Israel archaeological site
A Neolithic period site in northern Israel where excavation uncovered fava seeds Israel Antiquities Authority

Human beings in prehistoric times ate fava beans, lentils, various types of peas and chickpeas, a new study reveals. The study is based on examination of fava seeds recovered during archaeological excavations in recent years at various Neolithic sites in Galilee region in northern Israel.

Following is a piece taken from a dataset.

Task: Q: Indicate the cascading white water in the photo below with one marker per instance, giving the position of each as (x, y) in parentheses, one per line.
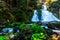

The study by researchers of Israel's Weizmann Institute and the Israel Antiquities Authority (IAA) sheds light on the nutritional habits of the people that lived in the area 10,000 years ago. The multitude of fava seeds found in the past few years date back to between 9,890 and 10,160 years ago from the present. According to archaeologists, these are the world's oldest domesticated fava seeds to be found.

The seeds found in the excavations were well-preserved and stored inside granaries after they had been husked. They appeared to have been methodically cultivated, and were harvested at the same period of time, when the legumes had ripened. The findings are also indicative of agricultural planning in prehistoric time.

"Keeping the seeds in storage pits is also reflective of long-term agricultural planning, whereby the stored seeds were intended not only for food, but also to ensure future crops in the coming years," IAA researchers said in a statement.

The researchers noted that legumes, which continue to be an integral part of human diet, were the first plant species to be domesticated. They said identification of the places legumes were domesticated was of great significance to research.

"Despite the importance of cereals in nutrition that continues to this day, it seems that in the region we examined (west of the Jordan River), it was the legumes, full of flavour and protein, which were actually the first species to be domesticated," they said. "The area that is today the Galilee was the main producer of legumes in prehistoric times."

The region saw an agricultural revolution during the period in which different species of animals and plants were domesticated. "To this day, most of the chickpeas grown in the country are cultivated in the Galilee region," the researchers said.